Guide to the Research Collections

- Specific Aspects of the Bibliography Collection

Specific Aspects of the Bibliography Collection

National and Trade Bibliographies

This is a comprehensive collection with complete files of series such as the Publishers' Trade List Annual, Bibliographie de la France, and Reference Catalogue of Current Literature. Historically the collections have excellent coverage for the United States, England, most European countries, and the USSR. There are substantial holdings of Latin American bibliographies, but only a fair representation for Oriental countries. Currently the library receives 130 national bibliographies, but the holdings from those countries where bibliographical facilities are not well established have many gaps. There is a concentrated effort, however, to keep the files of all national bibliographies as current and complete as possible.

Booksellers', Art and Print Dealers' Catalogs

Although the collecting policy for booksellers' catalogs does not aim for completeness, the library's holdings of this material are unusual. A great number of the dealers' larger compilations are classed by subject in the collections and are not shelved with the general bibliography holdings. The general collection includes important nineteenth-century catalogs of European and American booksellers. One bound series of 31 volumes covers the period from 1801 to 1828; perhaps even more rare are smaller and more general early catalogs. A large number of formerly uncataloged materials of this nature, which as early as 1902 numbered 7,000 items, have now been assimilated into the collections. These items have been cumulated into bindable volumes and a form card has been established in the Public Catalog under the name of the dealer, a card which indicates that numbered or unnumbered catalogs are available, but without further detail.

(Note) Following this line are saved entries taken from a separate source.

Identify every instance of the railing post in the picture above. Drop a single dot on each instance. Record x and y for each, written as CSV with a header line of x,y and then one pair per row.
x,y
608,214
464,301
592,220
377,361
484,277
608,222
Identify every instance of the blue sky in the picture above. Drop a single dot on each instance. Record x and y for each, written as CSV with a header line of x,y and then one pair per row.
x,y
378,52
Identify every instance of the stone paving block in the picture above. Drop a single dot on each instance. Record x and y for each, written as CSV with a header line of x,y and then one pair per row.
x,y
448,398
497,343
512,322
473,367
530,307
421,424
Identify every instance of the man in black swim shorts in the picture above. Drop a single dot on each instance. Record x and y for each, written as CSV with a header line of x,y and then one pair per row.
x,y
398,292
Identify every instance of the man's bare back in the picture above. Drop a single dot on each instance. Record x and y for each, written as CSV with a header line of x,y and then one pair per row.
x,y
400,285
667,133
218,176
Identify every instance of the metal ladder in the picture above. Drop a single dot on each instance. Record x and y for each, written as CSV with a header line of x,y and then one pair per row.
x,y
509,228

A list of 28 United States, 13 English, and 18 European bookdealers has been established as those whose catalogs are to be retained in the future; other catalogs are discarded after they have been used by the staff for ordering. The list of dealers whose catalogs are retained is subject to constant review and revision. An attempt is made to secure missing catalogs from 1956 onward for dealers on the retention list. The greater part of the collection of booksellers' catalogs is held with other infrequently used materials at the library's Annex. Holdings are noted in the Central Serial Record.

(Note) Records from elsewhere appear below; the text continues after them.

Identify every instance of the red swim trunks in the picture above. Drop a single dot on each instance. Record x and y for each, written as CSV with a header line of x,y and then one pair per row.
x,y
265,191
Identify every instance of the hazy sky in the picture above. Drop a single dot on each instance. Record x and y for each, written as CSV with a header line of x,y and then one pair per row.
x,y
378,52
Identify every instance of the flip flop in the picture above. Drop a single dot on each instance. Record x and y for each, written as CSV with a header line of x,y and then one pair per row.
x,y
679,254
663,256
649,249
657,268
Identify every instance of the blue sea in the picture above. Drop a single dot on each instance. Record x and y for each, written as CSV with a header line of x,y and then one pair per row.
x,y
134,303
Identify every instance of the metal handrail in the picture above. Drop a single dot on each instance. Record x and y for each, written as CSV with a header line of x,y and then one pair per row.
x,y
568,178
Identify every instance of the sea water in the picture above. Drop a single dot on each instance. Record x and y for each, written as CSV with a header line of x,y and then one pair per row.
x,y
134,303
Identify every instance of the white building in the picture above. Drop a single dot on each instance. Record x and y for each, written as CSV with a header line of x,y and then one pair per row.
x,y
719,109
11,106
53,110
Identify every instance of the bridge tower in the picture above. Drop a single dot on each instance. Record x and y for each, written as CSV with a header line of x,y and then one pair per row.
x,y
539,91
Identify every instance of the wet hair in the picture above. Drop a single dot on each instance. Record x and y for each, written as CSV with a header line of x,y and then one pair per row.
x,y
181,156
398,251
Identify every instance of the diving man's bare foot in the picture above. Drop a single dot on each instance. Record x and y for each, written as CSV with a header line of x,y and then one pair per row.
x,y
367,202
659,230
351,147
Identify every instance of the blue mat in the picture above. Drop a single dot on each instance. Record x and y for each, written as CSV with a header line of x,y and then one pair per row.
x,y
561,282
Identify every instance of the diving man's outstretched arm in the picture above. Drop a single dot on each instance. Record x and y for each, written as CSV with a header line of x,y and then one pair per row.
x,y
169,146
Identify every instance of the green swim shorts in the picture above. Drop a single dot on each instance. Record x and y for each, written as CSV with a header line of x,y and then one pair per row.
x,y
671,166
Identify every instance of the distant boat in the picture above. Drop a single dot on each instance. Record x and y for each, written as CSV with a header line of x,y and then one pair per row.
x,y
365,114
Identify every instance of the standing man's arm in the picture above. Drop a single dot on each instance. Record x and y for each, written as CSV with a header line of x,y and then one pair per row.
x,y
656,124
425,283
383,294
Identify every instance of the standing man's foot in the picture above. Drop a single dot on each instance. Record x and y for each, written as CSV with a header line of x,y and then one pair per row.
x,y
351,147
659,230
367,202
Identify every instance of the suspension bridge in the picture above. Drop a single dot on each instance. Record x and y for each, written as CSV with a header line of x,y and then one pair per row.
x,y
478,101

Art dealers' catalogs form one of the stronger holdings in the Art and Architecture Division. The Prints Division retains all print dealers' catalogs that are received. Current items are retained and certain selected items are bound and added to the collections; mimeographed or other ephemeral materials are filed in envelopes. Form cards are prepared for the division's catalog.

Auction Catalogs

The collection of auction catalogs is representative for United States and English houses, but selective for French and most other European firms. Both priced and unpriced catalogs are retained, the priced being preferred. There is a bound file of the priced catalogs of the American Art Association Galleries from 1880; a fairly complete file for the Anderson Galleries from 1900; for the American Art Association from 1880; for the Parke-Bernet Galleries from 1938; and for Sotheby and Company from 1829, with some earlier scattered numbers. Auction catalogs of other American and European firms are present in large numbers. The larger, more important publications, located in the bibliography collection or classed by subject, are fully cataloged.1 An attempt is made to secure missing catalogs from 1956 onward of the active galleries and dealers whose catalogs the library currently receives and retains. In addition there are complete files of such auction records as American Book-Prices Current, Bookman's Price Index, and Book-Auction Records. Both the Art and Architecture and Prints Divisions maintain sales records and retain individual auction catalogs as received.2


In the Manuscripts and Archives Division are materials of bibliographic interest such as the Merle Johnson papers, the George Henry Sargent collection, and the Rodd family papers (1826-59). There is also the thirteen-volume manuscript compilation by H.O. Teisberg entitled "Records of Manuscript and Book Auctions in the United States, 1717-1889," which includes references to newspapers and catalogs.